Penny had woken up early and dressed in one of the dresses her sister had packed from the new house. It was pink; bright and bold, and she liked it. She wished she would appear to her father like that. Bright and bold without any fear, but when the carriage stopped at the prison gate, Penny’s fingers began to tremble. She was about the meet the man who attempted to kill her, the man who she had believed was innocent. She had disregarded the piece of her memory that revealed him to be the killer and now, she was about to meet him.

How could I face him? What should I say?

“If you are not prepared to meet with him today, I can schedule a meeting for a later time.,” Rhysand’s rich baritone infiltrated her thoughts as he took her ringless hand and squeezed it.

She saw the hurt in his eyes whenever he saw her empty finger.

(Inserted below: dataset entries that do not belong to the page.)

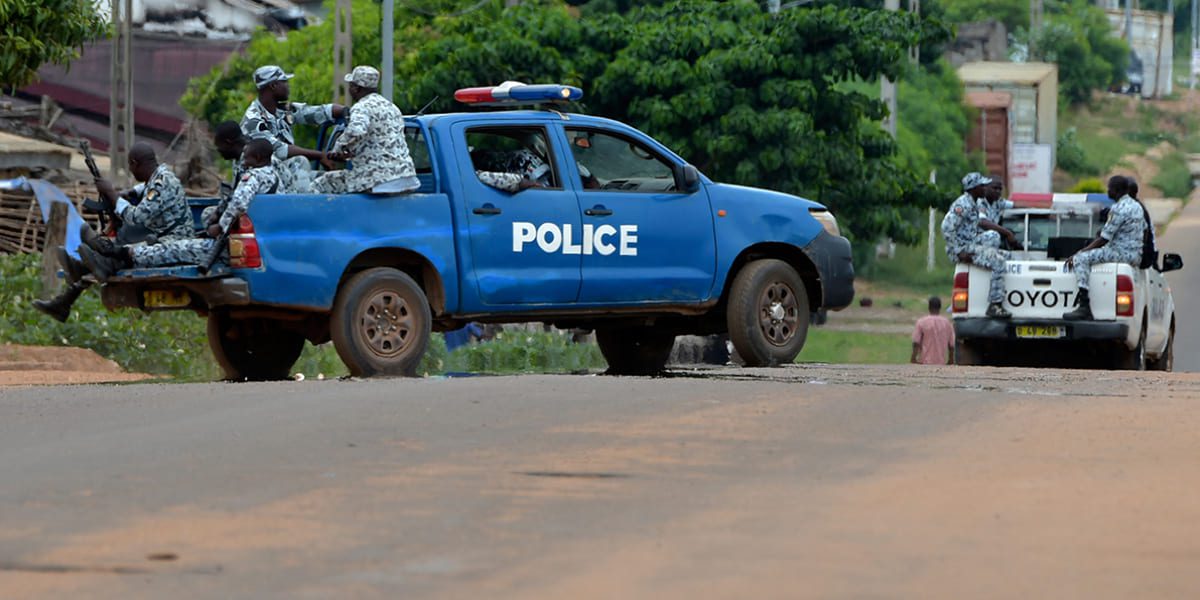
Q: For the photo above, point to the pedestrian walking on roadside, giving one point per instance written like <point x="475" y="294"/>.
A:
<point x="933" y="340"/>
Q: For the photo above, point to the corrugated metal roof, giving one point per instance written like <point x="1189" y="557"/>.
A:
<point x="1013" y="72"/>
<point x="989" y="99"/>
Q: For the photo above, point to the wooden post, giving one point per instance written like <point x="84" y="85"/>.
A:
<point x="55" y="237"/>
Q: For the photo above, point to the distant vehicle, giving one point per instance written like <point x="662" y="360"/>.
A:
<point x="1133" y="309"/>
<point x="623" y="238"/>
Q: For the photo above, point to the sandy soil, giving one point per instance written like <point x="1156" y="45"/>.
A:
<point x="36" y="365"/>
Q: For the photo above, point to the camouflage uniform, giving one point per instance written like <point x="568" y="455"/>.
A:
<point x="376" y="137"/>
<point x="963" y="234"/>
<point x="197" y="250"/>
<point x="261" y="123"/>
<point x="991" y="211"/>
<point x="288" y="184"/>
<point x="1125" y="229"/>
<point x="163" y="208"/>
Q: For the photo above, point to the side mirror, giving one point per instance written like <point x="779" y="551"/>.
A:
<point x="688" y="179"/>
<point x="1171" y="263"/>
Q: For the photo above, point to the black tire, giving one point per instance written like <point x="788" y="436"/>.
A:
<point x="768" y="313"/>
<point x="1134" y="359"/>
<point x="1167" y="361"/>
<point x="253" y="349"/>
<point x="634" y="351"/>
<point x="381" y="323"/>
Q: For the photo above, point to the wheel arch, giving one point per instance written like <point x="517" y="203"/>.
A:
<point x="787" y="253"/>
<point x="414" y="264"/>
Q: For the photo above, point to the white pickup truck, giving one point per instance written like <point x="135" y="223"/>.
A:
<point x="1134" y="315"/>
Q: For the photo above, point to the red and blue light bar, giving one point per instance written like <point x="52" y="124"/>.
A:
<point x="519" y="94"/>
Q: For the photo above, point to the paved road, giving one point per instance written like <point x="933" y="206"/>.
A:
<point x="1183" y="238"/>
<point x="792" y="483"/>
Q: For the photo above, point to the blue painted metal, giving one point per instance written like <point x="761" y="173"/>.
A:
<point x="684" y="251"/>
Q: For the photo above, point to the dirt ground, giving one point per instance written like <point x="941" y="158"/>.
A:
<point x="36" y="365"/>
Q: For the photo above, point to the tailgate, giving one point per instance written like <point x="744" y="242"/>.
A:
<point x="172" y="288"/>
<point x="1038" y="289"/>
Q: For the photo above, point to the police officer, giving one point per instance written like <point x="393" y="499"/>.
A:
<point x="373" y="138"/>
<point x="161" y="214"/>
<point x="257" y="177"/>
<point x="1120" y="241"/>
<point x="965" y="243"/>
<point x="991" y="209"/>
<point x="271" y="117"/>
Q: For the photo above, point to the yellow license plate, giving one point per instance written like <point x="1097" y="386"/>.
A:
<point x="166" y="299"/>
<point x="1043" y="331"/>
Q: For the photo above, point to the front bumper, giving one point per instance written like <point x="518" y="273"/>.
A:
<point x="832" y="257"/>
<point x="976" y="328"/>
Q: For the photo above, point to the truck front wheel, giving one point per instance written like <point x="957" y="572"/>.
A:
<point x="768" y="313"/>
<point x="381" y="323"/>
<point x="634" y="351"/>
<point x="253" y="349"/>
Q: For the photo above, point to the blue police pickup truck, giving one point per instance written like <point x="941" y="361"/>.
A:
<point x="622" y="237"/>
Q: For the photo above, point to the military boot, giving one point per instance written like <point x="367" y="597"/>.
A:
<point x="59" y="307"/>
<point x="96" y="241"/>
<point x="1081" y="312"/>
<point x="105" y="267"/>
<point x="997" y="311"/>
<point x="73" y="268"/>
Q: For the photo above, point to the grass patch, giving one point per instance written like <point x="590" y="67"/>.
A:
<point x="856" y="347"/>
<point x="1174" y="177"/>
<point x="906" y="269"/>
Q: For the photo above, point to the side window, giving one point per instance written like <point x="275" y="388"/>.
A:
<point x="418" y="149"/>
<point x="612" y="162"/>
<point x="521" y="151"/>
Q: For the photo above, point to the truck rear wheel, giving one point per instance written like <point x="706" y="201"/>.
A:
<point x="768" y="313"/>
<point x="253" y="349"/>
<point x="1167" y="360"/>
<point x="381" y="323"/>
<point x="634" y="351"/>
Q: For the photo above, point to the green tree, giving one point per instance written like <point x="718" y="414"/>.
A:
<point x="39" y="31"/>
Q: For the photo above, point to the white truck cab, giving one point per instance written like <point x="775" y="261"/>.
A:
<point x="1133" y="324"/>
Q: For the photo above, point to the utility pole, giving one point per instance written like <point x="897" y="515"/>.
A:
<point x="343" y="45"/>
<point x="887" y="87"/>
<point x="120" y="107"/>
<point x="389" y="48"/>
<point x="1036" y="16"/>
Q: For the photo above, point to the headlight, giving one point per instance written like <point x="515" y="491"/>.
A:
<point x="827" y="221"/>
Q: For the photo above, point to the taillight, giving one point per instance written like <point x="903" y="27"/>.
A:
<point x="1125" y="295"/>
<point x="244" y="246"/>
<point x="959" y="300"/>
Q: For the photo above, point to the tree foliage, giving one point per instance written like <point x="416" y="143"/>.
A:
<point x="747" y="96"/>
<point x="37" y="31"/>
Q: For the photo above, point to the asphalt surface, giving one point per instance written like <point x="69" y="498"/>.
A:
<point x="804" y="481"/>
<point x="1182" y="238"/>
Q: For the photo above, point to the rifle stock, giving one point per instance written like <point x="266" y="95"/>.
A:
<point x="222" y="240"/>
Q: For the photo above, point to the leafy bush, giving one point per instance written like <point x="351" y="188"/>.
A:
<point x="1090" y="185"/>
<point x="171" y="343"/>
<point x="1174" y="175"/>
<point x="1072" y="156"/>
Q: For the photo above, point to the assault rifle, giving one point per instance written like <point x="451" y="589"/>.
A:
<point x="223" y="239"/>
<point x="97" y="207"/>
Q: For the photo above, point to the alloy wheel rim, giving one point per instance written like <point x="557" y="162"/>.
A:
<point x="778" y="313"/>
<point x="387" y="324"/>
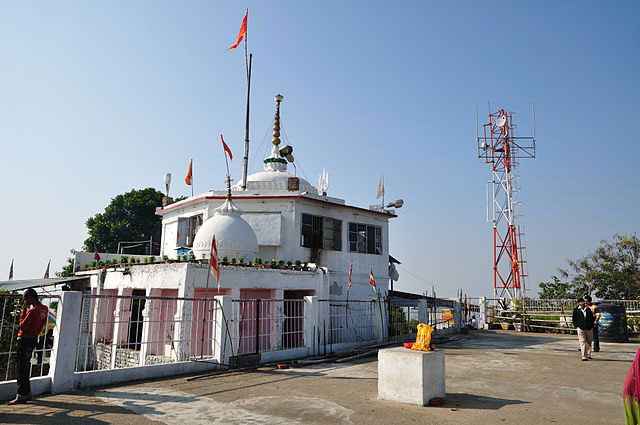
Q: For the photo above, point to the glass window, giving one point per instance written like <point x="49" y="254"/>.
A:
<point x="321" y="232"/>
<point x="365" y="238"/>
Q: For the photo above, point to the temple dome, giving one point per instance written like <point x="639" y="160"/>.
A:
<point x="234" y="236"/>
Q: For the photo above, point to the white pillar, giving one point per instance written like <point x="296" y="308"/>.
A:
<point x="277" y="320"/>
<point x="121" y="318"/>
<point x="65" y="337"/>
<point x="183" y="322"/>
<point x="150" y="322"/>
<point x="224" y="334"/>
<point x="482" y="319"/>
<point x="310" y="322"/>
<point x="423" y="307"/>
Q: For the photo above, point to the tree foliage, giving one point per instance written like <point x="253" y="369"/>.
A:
<point x="128" y="217"/>
<point x="612" y="271"/>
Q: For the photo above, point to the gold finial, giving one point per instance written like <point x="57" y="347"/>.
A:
<point x="276" y="121"/>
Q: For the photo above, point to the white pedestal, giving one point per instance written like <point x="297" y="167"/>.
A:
<point x="410" y="376"/>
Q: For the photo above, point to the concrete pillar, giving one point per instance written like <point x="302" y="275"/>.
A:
<point x="423" y="311"/>
<point x="457" y="315"/>
<point x="482" y="317"/>
<point x="65" y="337"/>
<point x="311" y="320"/>
<point x="224" y="333"/>
<point x="183" y="319"/>
<point x="277" y="322"/>
<point x="379" y="320"/>
<point x="150" y="324"/>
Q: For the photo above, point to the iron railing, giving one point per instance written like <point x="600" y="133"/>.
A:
<point x="128" y="331"/>
<point x="10" y="309"/>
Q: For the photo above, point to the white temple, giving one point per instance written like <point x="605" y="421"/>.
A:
<point x="278" y="219"/>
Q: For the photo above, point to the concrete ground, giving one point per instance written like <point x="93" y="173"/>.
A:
<point x="493" y="377"/>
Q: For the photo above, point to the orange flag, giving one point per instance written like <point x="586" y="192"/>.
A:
<point x="188" y="179"/>
<point x="243" y="31"/>
<point x="226" y="148"/>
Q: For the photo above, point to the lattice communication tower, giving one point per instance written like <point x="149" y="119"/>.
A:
<point x="499" y="147"/>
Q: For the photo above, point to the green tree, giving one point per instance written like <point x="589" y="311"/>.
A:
<point x="612" y="271"/>
<point x="128" y="217"/>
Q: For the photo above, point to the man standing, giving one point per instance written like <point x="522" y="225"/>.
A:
<point x="583" y="320"/>
<point x="596" y="315"/>
<point x="32" y="319"/>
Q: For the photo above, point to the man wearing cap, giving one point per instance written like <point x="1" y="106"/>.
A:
<point x="33" y="318"/>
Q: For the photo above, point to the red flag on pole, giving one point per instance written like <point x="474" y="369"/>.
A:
<point x="188" y="178"/>
<point x="372" y="281"/>
<point x="242" y="33"/>
<point x="214" y="261"/>
<point x="226" y="148"/>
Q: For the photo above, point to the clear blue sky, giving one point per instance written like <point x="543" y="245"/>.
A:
<point x="97" y="98"/>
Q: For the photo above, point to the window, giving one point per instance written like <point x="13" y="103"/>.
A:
<point x="187" y="229"/>
<point x="365" y="238"/>
<point x="321" y="232"/>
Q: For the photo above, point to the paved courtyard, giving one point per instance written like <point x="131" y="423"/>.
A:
<point x="492" y="377"/>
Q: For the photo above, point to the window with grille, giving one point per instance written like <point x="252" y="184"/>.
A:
<point x="321" y="232"/>
<point x="365" y="238"/>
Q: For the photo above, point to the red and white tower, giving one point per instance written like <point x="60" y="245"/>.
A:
<point x="499" y="147"/>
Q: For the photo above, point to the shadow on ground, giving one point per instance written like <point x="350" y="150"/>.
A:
<point x="61" y="413"/>
<point x="473" y="401"/>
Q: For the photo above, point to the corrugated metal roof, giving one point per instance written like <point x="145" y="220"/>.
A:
<point x="17" y="285"/>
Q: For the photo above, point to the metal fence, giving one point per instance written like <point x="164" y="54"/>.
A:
<point x="264" y="325"/>
<point x="138" y="330"/>
<point x="342" y="321"/>
<point x="10" y="307"/>
<point x="404" y="317"/>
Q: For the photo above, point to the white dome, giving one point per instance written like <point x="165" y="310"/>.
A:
<point x="234" y="237"/>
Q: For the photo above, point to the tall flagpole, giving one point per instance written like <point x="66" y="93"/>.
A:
<point x="247" y="62"/>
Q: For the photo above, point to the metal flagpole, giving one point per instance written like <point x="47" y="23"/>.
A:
<point x="247" y="62"/>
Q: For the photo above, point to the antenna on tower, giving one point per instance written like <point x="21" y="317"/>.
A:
<point x="501" y="148"/>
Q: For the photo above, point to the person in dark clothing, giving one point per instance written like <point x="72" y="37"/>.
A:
<point x="596" y="315"/>
<point x="32" y="319"/>
<point x="583" y="320"/>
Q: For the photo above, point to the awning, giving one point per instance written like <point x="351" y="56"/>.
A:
<point x="18" y="285"/>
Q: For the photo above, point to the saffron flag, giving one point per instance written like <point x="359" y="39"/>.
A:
<point x="380" y="188"/>
<point x="242" y="33"/>
<point x="46" y="273"/>
<point x="226" y="148"/>
<point x="189" y="177"/>
<point x="372" y="281"/>
<point x="214" y="260"/>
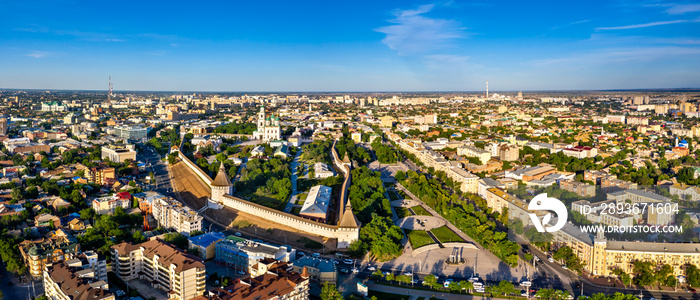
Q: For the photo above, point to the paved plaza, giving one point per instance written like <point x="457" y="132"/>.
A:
<point x="420" y="222"/>
<point x="405" y="203"/>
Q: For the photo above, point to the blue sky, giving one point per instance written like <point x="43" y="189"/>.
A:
<point x="349" y="45"/>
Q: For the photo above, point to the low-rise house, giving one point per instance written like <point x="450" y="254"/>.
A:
<point x="320" y="270"/>
<point x="206" y="244"/>
<point x="65" y="281"/>
<point x="276" y="281"/>
<point x="322" y="170"/>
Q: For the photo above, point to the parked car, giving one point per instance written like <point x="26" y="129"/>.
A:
<point x="447" y="282"/>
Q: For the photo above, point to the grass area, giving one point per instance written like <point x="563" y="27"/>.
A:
<point x="393" y="196"/>
<point x="387" y="296"/>
<point x="309" y="243"/>
<point x="419" y="210"/>
<point x="446" y="235"/>
<point x="402" y="212"/>
<point x="418" y="238"/>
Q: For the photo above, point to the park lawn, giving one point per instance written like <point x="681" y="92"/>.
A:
<point x="419" y="210"/>
<point x="387" y="296"/>
<point x="402" y="212"/>
<point x="446" y="235"/>
<point x="418" y="238"/>
<point x="393" y="196"/>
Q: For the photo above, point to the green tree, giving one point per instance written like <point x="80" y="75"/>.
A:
<point x="692" y="275"/>
<point x="330" y="292"/>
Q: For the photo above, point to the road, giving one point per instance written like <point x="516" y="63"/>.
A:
<point x="159" y="168"/>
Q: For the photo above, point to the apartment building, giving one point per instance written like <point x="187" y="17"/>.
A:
<point x="322" y="170"/>
<point x="276" y="281"/>
<point x="163" y="266"/>
<point x="471" y="151"/>
<point x="206" y="244"/>
<point x="595" y="213"/>
<point x="242" y="253"/>
<point x="100" y="175"/>
<point x="119" y="153"/>
<point x="595" y="176"/>
<point x="613" y="184"/>
<point x="64" y="282"/>
<point x="580" y="152"/>
<point x="685" y="192"/>
<point x="135" y="133"/>
<point x="24" y="145"/>
<point x="57" y="247"/>
<point x="170" y="213"/>
<point x="107" y="205"/>
<point x="579" y="188"/>
<point x="530" y="173"/>
<point x="320" y="270"/>
<point x="468" y="182"/>
<point x="53" y="106"/>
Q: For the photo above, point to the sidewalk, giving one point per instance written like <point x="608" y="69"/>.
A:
<point x="422" y="293"/>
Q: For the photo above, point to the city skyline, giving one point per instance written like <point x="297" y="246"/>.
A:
<point x="363" y="47"/>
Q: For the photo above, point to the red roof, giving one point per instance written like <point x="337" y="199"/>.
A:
<point x="124" y="195"/>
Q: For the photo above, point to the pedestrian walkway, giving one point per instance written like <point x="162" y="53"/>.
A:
<point x="415" y="294"/>
<point x="435" y="214"/>
<point x="293" y="197"/>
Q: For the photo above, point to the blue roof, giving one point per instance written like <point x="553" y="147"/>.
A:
<point x="205" y="240"/>
<point x="322" y="264"/>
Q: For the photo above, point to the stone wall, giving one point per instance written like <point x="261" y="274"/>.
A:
<point x="204" y="176"/>
<point x="299" y="223"/>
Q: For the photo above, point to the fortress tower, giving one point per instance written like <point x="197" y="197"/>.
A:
<point x="221" y="185"/>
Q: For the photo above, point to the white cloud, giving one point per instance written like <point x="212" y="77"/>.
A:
<point x="414" y="33"/>
<point x="38" y="54"/>
<point x="679" y="9"/>
<point x="634" y="26"/>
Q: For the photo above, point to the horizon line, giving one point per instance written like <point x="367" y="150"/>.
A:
<point x="686" y="89"/>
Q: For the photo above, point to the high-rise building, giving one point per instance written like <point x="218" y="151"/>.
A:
<point x="165" y="267"/>
<point x="268" y="128"/>
<point x="72" y="281"/>
<point x="3" y="126"/>
<point x="172" y="214"/>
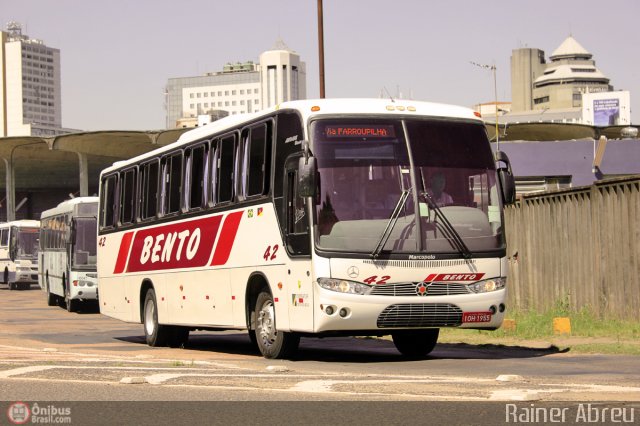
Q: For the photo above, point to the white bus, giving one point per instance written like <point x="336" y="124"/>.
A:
<point x="67" y="271"/>
<point x="313" y="218"/>
<point x="18" y="253"/>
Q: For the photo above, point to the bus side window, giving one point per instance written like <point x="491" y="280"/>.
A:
<point x="148" y="190"/>
<point x="171" y="189"/>
<point x="226" y="162"/>
<point x="196" y="167"/>
<point x="257" y="160"/>
<point x="127" y="196"/>
<point x="109" y="202"/>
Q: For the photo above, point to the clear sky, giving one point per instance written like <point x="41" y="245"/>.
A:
<point x="118" y="54"/>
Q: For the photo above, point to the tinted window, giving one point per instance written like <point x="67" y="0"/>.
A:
<point x="257" y="161"/>
<point x="172" y="171"/>
<point x="127" y="196"/>
<point x="149" y="190"/>
<point x="226" y="161"/>
<point x="195" y="181"/>
<point x="108" y="201"/>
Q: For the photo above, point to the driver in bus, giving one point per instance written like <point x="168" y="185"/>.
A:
<point x="437" y="192"/>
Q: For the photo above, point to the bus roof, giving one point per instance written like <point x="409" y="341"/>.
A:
<point x="68" y="205"/>
<point x="314" y="108"/>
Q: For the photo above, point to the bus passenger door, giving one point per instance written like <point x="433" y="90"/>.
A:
<point x="298" y="245"/>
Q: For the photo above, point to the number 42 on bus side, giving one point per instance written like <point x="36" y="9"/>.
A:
<point x="270" y="253"/>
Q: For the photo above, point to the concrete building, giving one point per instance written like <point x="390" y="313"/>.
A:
<point x="29" y="85"/>
<point x="239" y="88"/>
<point x="558" y="84"/>
<point x="568" y="89"/>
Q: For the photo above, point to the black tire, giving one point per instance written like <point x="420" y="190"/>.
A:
<point x="416" y="344"/>
<point x="52" y="299"/>
<point x="253" y="338"/>
<point x="272" y="343"/>
<point x="155" y="333"/>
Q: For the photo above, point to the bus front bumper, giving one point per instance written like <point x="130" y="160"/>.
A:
<point x="348" y="312"/>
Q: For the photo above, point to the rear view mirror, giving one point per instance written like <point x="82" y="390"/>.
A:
<point x="505" y="175"/>
<point x="307" y="171"/>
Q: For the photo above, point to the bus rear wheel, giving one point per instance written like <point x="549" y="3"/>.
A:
<point x="416" y="343"/>
<point x="271" y="342"/>
<point x="52" y="299"/>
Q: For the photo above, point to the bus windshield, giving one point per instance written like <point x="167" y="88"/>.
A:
<point x="27" y="246"/>
<point x="371" y="168"/>
<point x="84" y="245"/>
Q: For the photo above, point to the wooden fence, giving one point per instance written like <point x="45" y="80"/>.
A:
<point x="580" y="246"/>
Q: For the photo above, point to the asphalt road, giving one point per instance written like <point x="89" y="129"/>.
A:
<point x="48" y="354"/>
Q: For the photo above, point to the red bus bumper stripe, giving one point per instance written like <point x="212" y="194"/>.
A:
<point x="123" y="253"/>
<point x="226" y="239"/>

She knew it bothered him that she no longer wore his ring, but she had taken it off out of anger and lost it. She did know where it rolled off to, and even after searching the entire room with Besty, she still could not find it.

Penny nodded.

“I am prepared to meet him. I have waited five days for today,” Penny announced. Rhysand searched her eyes.

“I know that, but I need to know you are ready to meet him. This is not something you should take lightly, Sunshine.”

Penny’s heart did a leap of joy at the sobriquet.

“I am not taking it lightly. You have mistaken my slight nervousness for deep fear, Your Grace.”

“Rhysand,” he corrected.

“I beg your pardon?” Penny angled her head to the side.

“Not, Your Grace, but Rhysand.”

Penny watched him without saying a word.

“If you two are done arguing, kindly get off the carriage so we can get this over and done with.” Patrick appeared by the window of the carriage.

He refused to ride with Rhysand and Penny in the carriage; he chose to ride on horseback, but they arrived before he did, despite the carriage moving slowly. Rhysand had made sure of that, claiming it was for the safety of his unborn child.

“When did you arrive?” Penny managed to ask Patrick to which he ignored her, walking away like he could not bear being next to them for a second longer.

The prison building was the same as Penny remembered it all those months ago. It had been her visit to her father that strengthened Penny’s resolve to visit the Cruel Duke that afternoon.

And now she had returned, with the Cruel Duke beside her, and his child growing in her. It was an unusual turn of events. One could not simply state what in actuality prompted the change; was it her visit to her father? Or her visit to Thornbury Hal. Or accepting to marry Rhysand despite knowing what he did to her family? Penny was not sure, but she believed everything happened the way it did so she could be in that very moment, in the small cold room that reeked of iron and piss. It had not gotten any better since the last time she had been there, and neither did her father.

“And now you must make something of yourself to help your sister,” he told her that day, and she had. She was a duchess, and Lydia was engaged to be married to a marquess.

Penny’s father, Wilson Hislop, had gotten much worse than the last time she saw him. A long beard had grown and covered the better parts of his once clean-shaven face—save for his signature mustache—which had connected with the beards so one did not know which was beard and which was mustache.